This is a little bizarre to say. I’ve not cut down on tools, nor have I bought new software. My workflows — whilst somewhat under-optimised (can they ever be truly ‘perfectly optimised’?) — are still mostly the same.
This requires you to spend a lot of time on CT (Crypto Twitter), which is a cesspit of scammers and emotionally compromised, slightly mentally unstable individuals.
A key insight from this for me was understanding why outcome orientation is better than strong filters – a particularly useful one being it enables the consumption of opposing viewpoints that would have otherwise been filtered out, in turn creating an echo chamber that is counterproductive to developing dialectical views.
I am curious if the Outcome Orientation practice, over time, helps to refine and clean unconscious thought patterns. In other words, the source of our original thoughts becomes better trained for usefulness, causing certain thoughts or thought patterns that are not outcome oriented to atrophy. Potentially a similar mechanism in play as in Waitzkin’s MIQ exercise in channeling the unconscious mind.
I haven’t really found the need to do this, because it turns out that constant practice of outcome orientation immediately surfaces the next question: “which is currently the more important outcome to pursue?”
It forces you to continually balance desired outcomes against each other. Of course you may have a problem developing a healthy ordered list of priorities (for me the problem is always “should I do entertainment or should I work on / make progress towards outcome X?”) but at least it forces me to reckon with this tradeoff explicitly, whereas before I would be doomscrolling Twitter because I wanted a break, without full consideration of whether this was the best entertainment option available to me.
The ‘full list of interests’ thing I tend to do very irregularly.
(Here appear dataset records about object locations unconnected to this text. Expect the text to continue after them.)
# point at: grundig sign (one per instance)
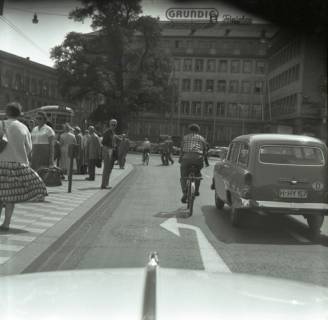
(195, 14)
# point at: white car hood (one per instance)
(181, 294)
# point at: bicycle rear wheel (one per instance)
(191, 197)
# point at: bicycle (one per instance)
(191, 188)
(145, 159)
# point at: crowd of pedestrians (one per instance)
(25, 153)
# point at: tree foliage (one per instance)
(121, 59)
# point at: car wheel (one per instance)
(218, 202)
(315, 222)
(235, 216)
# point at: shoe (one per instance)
(4, 228)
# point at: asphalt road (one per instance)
(144, 214)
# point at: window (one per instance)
(247, 66)
(232, 111)
(233, 86)
(211, 65)
(209, 85)
(243, 155)
(260, 67)
(185, 107)
(177, 64)
(222, 85)
(245, 87)
(197, 85)
(208, 109)
(296, 155)
(233, 152)
(187, 65)
(235, 66)
(185, 84)
(196, 108)
(223, 66)
(199, 65)
(258, 87)
(220, 109)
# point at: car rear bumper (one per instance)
(285, 207)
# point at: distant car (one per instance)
(218, 152)
(274, 174)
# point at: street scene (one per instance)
(149, 146)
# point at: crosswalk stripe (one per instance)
(10, 247)
(4, 259)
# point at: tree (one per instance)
(121, 60)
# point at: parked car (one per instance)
(274, 174)
(218, 152)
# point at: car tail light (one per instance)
(246, 190)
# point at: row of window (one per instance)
(223, 86)
(287, 53)
(16, 81)
(221, 109)
(214, 65)
(285, 105)
(285, 78)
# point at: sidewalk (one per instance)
(37, 225)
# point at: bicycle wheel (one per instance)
(191, 197)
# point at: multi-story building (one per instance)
(30, 83)
(220, 74)
(297, 67)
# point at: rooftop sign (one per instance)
(192, 14)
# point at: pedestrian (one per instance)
(85, 139)
(123, 149)
(109, 144)
(43, 143)
(67, 138)
(18, 182)
(79, 151)
(93, 153)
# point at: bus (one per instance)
(57, 116)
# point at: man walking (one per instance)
(93, 153)
(109, 150)
(123, 149)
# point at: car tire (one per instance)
(218, 202)
(315, 222)
(235, 216)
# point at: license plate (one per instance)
(288, 193)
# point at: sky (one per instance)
(18, 35)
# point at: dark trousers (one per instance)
(92, 168)
(109, 160)
(186, 163)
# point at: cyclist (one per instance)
(146, 145)
(193, 149)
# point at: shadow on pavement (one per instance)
(258, 229)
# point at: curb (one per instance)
(25, 258)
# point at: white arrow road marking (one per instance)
(211, 260)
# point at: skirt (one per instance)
(20, 183)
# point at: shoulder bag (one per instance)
(3, 139)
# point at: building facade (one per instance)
(30, 83)
(236, 79)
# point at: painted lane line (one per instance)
(4, 259)
(211, 259)
(10, 247)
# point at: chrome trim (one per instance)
(149, 298)
(292, 205)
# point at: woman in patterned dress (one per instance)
(18, 182)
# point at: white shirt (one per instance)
(42, 135)
(19, 143)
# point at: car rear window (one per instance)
(299, 155)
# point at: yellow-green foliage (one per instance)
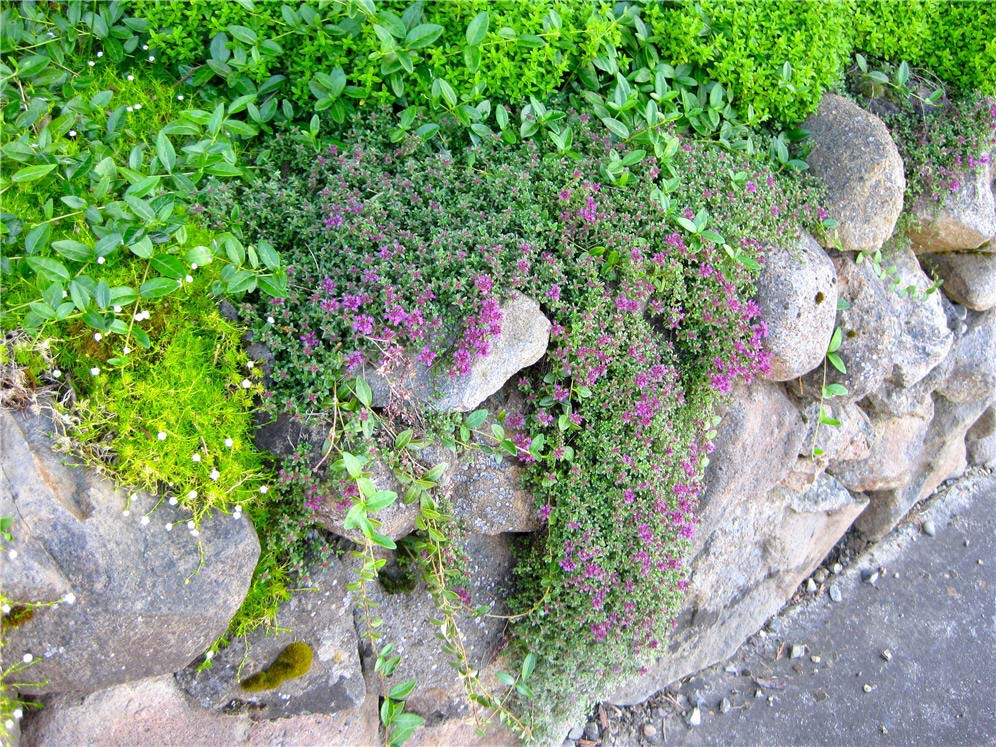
(176, 418)
(293, 661)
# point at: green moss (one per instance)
(293, 661)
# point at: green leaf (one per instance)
(477, 29)
(423, 35)
(402, 690)
(363, 392)
(33, 173)
(158, 287)
(73, 250)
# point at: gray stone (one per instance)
(322, 618)
(980, 441)
(894, 453)
(155, 711)
(147, 600)
(943, 456)
(407, 623)
(854, 154)
(871, 332)
(969, 279)
(797, 293)
(966, 220)
(525, 333)
(972, 372)
(750, 556)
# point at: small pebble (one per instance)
(835, 593)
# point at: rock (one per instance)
(147, 600)
(854, 154)
(966, 220)
(871, 332)
(407, 623)
(751, 553)
(969, 279)
(797, 293)
(980, 441)
(942, 456)
(155, 711)
(924, 338)
(525, 333)
(972, 373)
(894, 453)
(322, 618)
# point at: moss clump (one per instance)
(293, 661)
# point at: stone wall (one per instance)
(781, 491)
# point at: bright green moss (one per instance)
(293, 661)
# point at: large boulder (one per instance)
(797, 293)
(320, 617)
(942, 457)
(965, 220)
(894, 453)
(155, 711)
(524, 336)
(408, 623)
(969, 279)
(871, 332)
(760, 549)
(146, 600)
(854, 154)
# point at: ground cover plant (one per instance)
(368, 182)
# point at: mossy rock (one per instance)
(293, 661)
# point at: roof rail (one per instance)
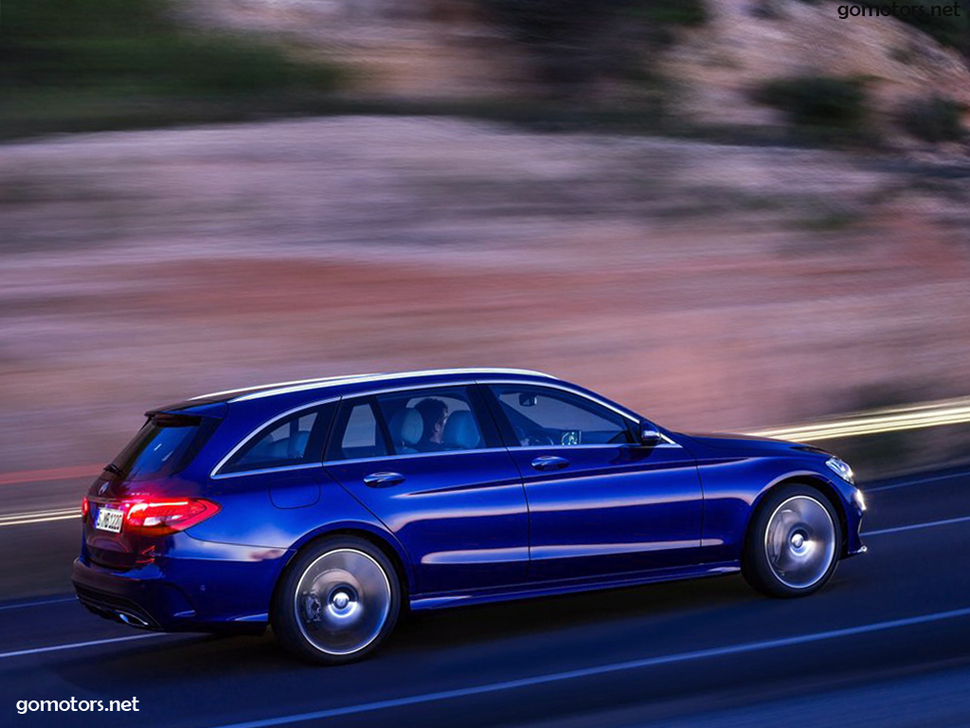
(272, 390)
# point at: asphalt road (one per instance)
(887, 643)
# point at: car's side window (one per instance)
(542, 416)
(431, 420)
(294, 440)
(356, 433)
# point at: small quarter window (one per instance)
(295, 440)
(357, 434)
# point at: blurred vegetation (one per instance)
(933, 119)
(952, 31)
(92, 64)
(826, 107)
(576, 43)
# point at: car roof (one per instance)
(342, 384)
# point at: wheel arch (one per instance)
(813, 480)
(393, 551)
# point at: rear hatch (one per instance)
(134, 494)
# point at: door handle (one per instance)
(383, 479)
(550, 462)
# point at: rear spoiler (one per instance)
(187, 413)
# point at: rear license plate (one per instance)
(109, 519)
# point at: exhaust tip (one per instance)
(132, 620)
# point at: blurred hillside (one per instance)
(710, 286)
(700, 62)
(729, 69)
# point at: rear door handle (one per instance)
(550, 462)
(383, 479)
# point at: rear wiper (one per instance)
(113, 469)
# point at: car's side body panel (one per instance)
(462, 517)
(464, 527)
(611, 509)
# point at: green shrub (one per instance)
(817, 101)
(572, 42)
(933, 119)
(135, 47)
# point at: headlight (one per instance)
(841, 468)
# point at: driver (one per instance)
(434, 413)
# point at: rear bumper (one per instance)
(174, 594)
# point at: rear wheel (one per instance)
(793, 544)
(338, 601)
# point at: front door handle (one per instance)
(550, 462)
(383, 479)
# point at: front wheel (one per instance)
(793, 544)
(337, 602)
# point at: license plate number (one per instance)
(109, 519)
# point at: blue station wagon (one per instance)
(327, 507)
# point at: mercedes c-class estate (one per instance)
(327, 507)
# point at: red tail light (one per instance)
(158, 518)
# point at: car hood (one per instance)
(750, 445)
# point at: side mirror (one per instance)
(649, 434)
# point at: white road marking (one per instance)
(37, 603)
(599, 670)
(916, 526)
(907, 483)
(79, 645)
(21, 519)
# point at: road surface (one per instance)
(886, 643)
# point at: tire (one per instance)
(337, 602)
(793, 543)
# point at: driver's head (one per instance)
(434, 413)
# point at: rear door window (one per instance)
(540, 416)
(294, 440)
(431, 420)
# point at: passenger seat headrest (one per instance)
(406, 426)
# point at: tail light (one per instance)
(160, 518)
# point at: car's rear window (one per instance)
(164, 446)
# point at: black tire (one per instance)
(793, 543)
(337, 602)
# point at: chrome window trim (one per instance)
(216, 475)
(261, 471)
(411, 455)
(594, 446)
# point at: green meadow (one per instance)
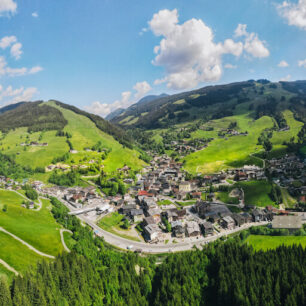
(17, 255)
(261, 242)
(112, 223)
(38, 228)
(236, 151)
(256, 193)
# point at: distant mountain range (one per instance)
(142, 101)
(257, 98)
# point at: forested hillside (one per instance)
(260, 98)
(224, 273)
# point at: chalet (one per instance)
(184, 187)
(126, 209)
(192, 229)
(137, 215)
(228, 222)
(152, 232)
(148, 221)
(287, 222)
(239, 219)
(207, 228)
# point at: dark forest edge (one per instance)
(223, 273)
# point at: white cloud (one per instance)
(143, 30)
(286, 78)
(189, 53)
(283, 64)
(252, 45)
(7, 7)
(35, 69)
(11, 96)
(141, 89)
(5, 70)
(7, 41)
(294, 13)
(241, 30)
(230, 66)
(16, 50)
(302, 63)
(103, 109)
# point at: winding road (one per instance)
(162, 247)
(26, 244)
(63, 239)
(8, 267)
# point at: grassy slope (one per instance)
(86, 134)
(112, 222)
(16, 254)
(38, 228)
(235, 151)
(222, 153)
(264, 243)
(34, 156)
(256, 193)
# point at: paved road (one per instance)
(26, 244)
(8, 267)
(188, 244)
(162, 248)
(63, 240)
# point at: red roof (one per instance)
(144, 193)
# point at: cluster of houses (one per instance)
(289, 171)
(184, 147)
(34, 144)
(231, 132)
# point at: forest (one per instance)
(223, 273)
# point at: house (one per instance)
(192, 229)
(228, 222)
(148, 221)
(137, 215)
(184, 187)
(239, 219)
(152, 232)
(287, 222)
(207, 228)
(126, 209)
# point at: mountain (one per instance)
(212, 102)
(151, 98)
(10, 107)
(144, 100)
(115, 113)
(63, 128)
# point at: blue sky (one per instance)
(99, 54)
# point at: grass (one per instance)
(224, 197)
(256, 193)
(261, 242)
(38, 228)
(235, 151)
(112, 223)
(187, 203)
(84, 134)
(6, 274)
(164, 202)
(287, 199)
(70, 242)
(16, 254)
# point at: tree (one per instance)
(5, 296)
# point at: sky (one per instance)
(100, 55)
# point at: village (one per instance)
(163, 205)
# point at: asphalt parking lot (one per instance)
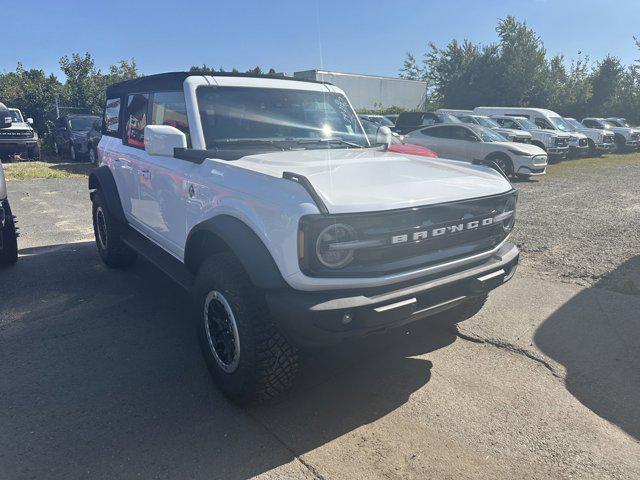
(101, 375)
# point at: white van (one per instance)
(548, 122)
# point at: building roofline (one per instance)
(174, 81)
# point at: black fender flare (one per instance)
(242, 241)
(102, 179)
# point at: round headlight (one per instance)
(330, 248)
(509, 222)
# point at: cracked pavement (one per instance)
(101, 377)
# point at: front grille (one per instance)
(13, 134)
(389, 256)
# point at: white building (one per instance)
(372, 92)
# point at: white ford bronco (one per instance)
(263, 197)
(8, 229)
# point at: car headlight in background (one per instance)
(508, 215)
(520, 153)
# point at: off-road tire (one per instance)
(34, 154)
(267, 363)
(503, 161)
(9, 252)
(113, 251)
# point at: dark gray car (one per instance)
(71, 136)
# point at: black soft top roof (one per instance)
(174, 80)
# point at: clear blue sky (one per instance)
(354, 36)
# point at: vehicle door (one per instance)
(164, 185)
(544, 123)
(61, 133)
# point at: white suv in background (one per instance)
(473, 143)
(513, 135)
(626, 138)
(556, 145)
(264, 199)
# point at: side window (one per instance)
(169, 108)
(448, 132)
(112, 117)
(542, 123)
(461, 133)
(137, 106)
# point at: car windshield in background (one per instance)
(82, 124)
(488, 135)
(382, 121)
(15, 116)
(448, 118)
(487, 122)
(247, 114)
(560, 124)
(527, 124)
(574, 123)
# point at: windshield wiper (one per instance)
(328, 141)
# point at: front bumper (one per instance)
(322, 318)
(558, 152)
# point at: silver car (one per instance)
(475, 143)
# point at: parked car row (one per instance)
(75, 135)
(497, 135)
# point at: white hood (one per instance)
(523, 147)
(361, 180)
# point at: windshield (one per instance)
(243, 114)
(487, 122)
(16, 116)
(488, 135)
(606, 123)
(382, 121)
(574, 123)
(560, 124)
(82, 124)
(527, 124)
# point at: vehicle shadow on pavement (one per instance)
(596, 337)
(101, 377)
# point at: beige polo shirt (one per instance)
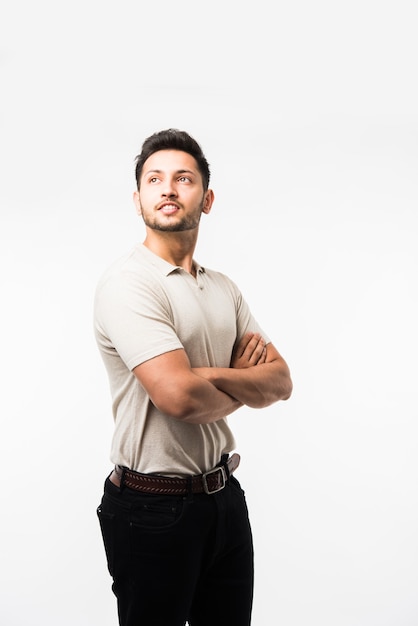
(145, 307)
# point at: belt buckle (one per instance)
(220, 469)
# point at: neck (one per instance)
(175, 247)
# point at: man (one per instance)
(182, 352)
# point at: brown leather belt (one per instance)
(209, 483)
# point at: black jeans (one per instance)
(176, 559)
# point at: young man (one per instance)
(182, 352)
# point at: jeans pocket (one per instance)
(156, 513)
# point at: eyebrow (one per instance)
(176, 172)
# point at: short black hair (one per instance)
(173, 139)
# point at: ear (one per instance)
(137, 202)
(208, 201)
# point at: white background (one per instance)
(307, 112)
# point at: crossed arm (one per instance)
(257, 377)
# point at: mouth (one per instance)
(168, 208)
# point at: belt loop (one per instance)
(120, 472)
(189, 488)
(224, 463)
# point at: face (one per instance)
(171, 197)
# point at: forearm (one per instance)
(204, 403)
(256, 387)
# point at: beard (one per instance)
(175, 223)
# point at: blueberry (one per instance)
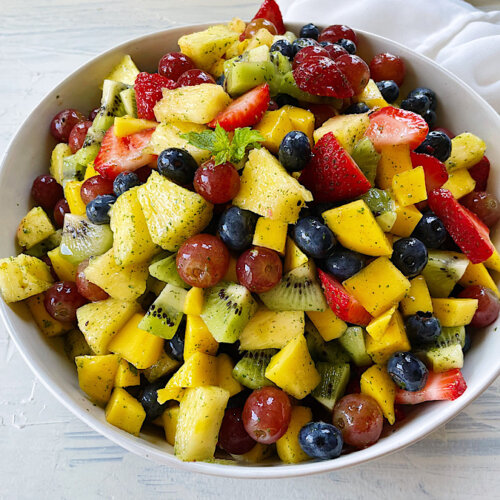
(422, 328)
(98, 208)
(284, 47)
(321, 440)
(344, 263)
(436, 144)
(313, 237)
(389, 90)
(177, 165)
(409, 255)
(125, 181)
(356, 109)
(407, 371)
(418, 103)
(430, 230)
(236, 228)
(309, 31)
(295, 151)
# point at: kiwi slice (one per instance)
(298, 290)
(250, 369)
(334, 379)
(227, 310)
(443, 271)
(165, 313)
(81, 239)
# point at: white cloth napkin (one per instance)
(457, 35)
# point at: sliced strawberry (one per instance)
(345, 306)
(440, 386)
(435, 171)
(245, 111)
(467, 231)
(319, 75)
(480, 173)
(119, 154)
(332, 175)
(391, 126)
(148, 92)
(270, 10)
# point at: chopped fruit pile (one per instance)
(264, 248)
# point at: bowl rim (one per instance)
(138, 445)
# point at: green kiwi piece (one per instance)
(227, 309)
(81, 239)
(443, 271)
(298, 290)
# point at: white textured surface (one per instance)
(45, 451)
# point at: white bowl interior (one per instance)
(460, 109)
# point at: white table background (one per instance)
(46, 452)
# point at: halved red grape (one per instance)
(359, 418)
(259, 269)
(62, 300)
(46, 192)
(266, 414)
(217, 183)
(202, 260)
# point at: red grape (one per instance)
(488, 306)
(63, 122)
(359, 418)
(95, 186)
(62, 300)
(87, 289)
(46, 191)
(485, 205)
(173, 64)
(387, 66)
(217, 183)
(232, 435)
(259, 269)
(77, 135)
(266, 414)
(202, 260)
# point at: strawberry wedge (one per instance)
(245, 111)
(440, 386)
(332, 175)
(467, 231)
(120, 154)
(345, 306)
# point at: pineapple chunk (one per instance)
(99, 321)
(120, 282)
(267, 189)
(34, 228)
(132, 243)
(22, 277)
(200, 417)
(196, 104)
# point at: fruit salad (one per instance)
(265, 248)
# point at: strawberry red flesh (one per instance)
(467, 231)
(440, 386)
(331, 174)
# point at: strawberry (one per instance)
(435, 171)
(480, 173)
(148, 92)
(439, 386)
(319, 75)
(345, 306)
(245, 111)
(331, 174)
(390, 126)
(467, 231)
(119, 154)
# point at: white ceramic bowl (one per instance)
(28, 154)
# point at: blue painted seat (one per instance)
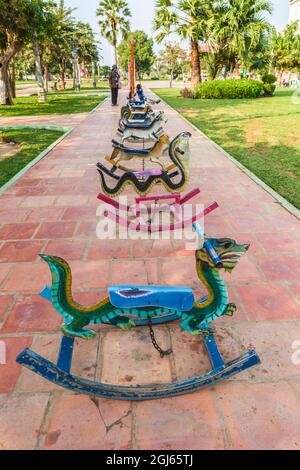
(129, 150)
(140, 125)
(177, 298)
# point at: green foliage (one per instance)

But … thinking back to the past 7 months of practice, one good thing about Outcome Orientation is that when I do list out my interests, usually at the start of the year, it becomes a really easy exercise to stack rank … and in some cases explicitly deprioritise.
I’ve found myself slowly disengaging from useless “stalk some person out of envy” type of behaviours — which I am ok admitting to doing. Mostly because Outcome Orientation forces me to face myself: “why am I doing this?” I ask, and then I don’t like the answer: “because I want schadenfreude”. So now I still do it, usually when I’m tired and cognitively compromised, but I do it less, and it’ll taper off to zero over time.
There’s a similar practice I do that’s kind of like an inverse of this. When I start having bad/unpleasant/stressful feelings, i ask the question: “why am I feeling this way now.”
It’s hard to articulate the benefits of this. In a similar way to the "What is the outcome I am trying to achieve here?” question, I find it helps keep proper focus when feelings start taking you on unproductive paths.
For example: someone is criticizing your idea or opinion and you feel self-defensive, perhaps a little angry; are those feeling because it challenges your ego? or the idea that you are “correct” on the topic, or smart? Maybe deep-down you know some of the criticism is true and you’re not ready to face it yet.
The immediate reaction to the feeling tends to lead to escalation and a worser place before the situation resolves, if it resolves at all. But by pausing and understanding the “Why” you’re feeling that way, it’s easier to engage in productive conversation and criticism.
Or let’s I’m feeling really anxious in the morning; is it because something happened that still remains open and unresolved? Or is there something in the near future that I know has the potential to be really stressful? Or maybe I just didn’t get enough sleep the night before (this is culprit more often than you’d expect).
I think everyone does some version of this, but on the other hand I think having a proper pause and digging deeper than the initial reactions and thoughts takes a bit more conscious effort.
Reading Outcome Orientation immediately brought to mind the Jobs-to-Be-Done (JTBD) framework, particularly the job story format. For those unfamiliar, JTBD helps separate context from form—a concept borrowed from Christopher Alexander’s idea of form-context fit. In Alexander’s world, “form” might refer to how a building responds to its environment. For PMs and designers, it’s how software interfaces adapt to user needs. In the context of Cedric’s article, “form” is how we respond to the situations life presents.
Outcome orientation, to me, feels like the act of prioritizing and separating between emergent and long-running job stories for your own life. It helps identify the most important jobs you’re trying to get done, clarifying which deserve your focus. Life constantly presents us with new situations that motivate action in pursuit of certain outcomes.
If we’re not careful, we can fall into the trap of impulsive job stories. Take this one, for example, written in the form of a Job Story:
When I’m bored, and have some time to read, and I pride myself as someone who keeps up with the latest AI trends,
I want to learn about how people are using AI,
So that I can feel like I’ve learned something new.
The natural response? Consuming AI-related content, whether it’s actually useful or not. But not just reading content, you can go to conferences, talking to people, watching videos. All of those are valid responses if we decide to prioritize the above job story.
Outcome orientation challenges us to pause and ask: Is this job story truly worth prioritizing? It’s less about reducing information intake and more about filtering it through the lens of what actually moves the needle for us. It’s a way to frame and prioritize your own JTBDs.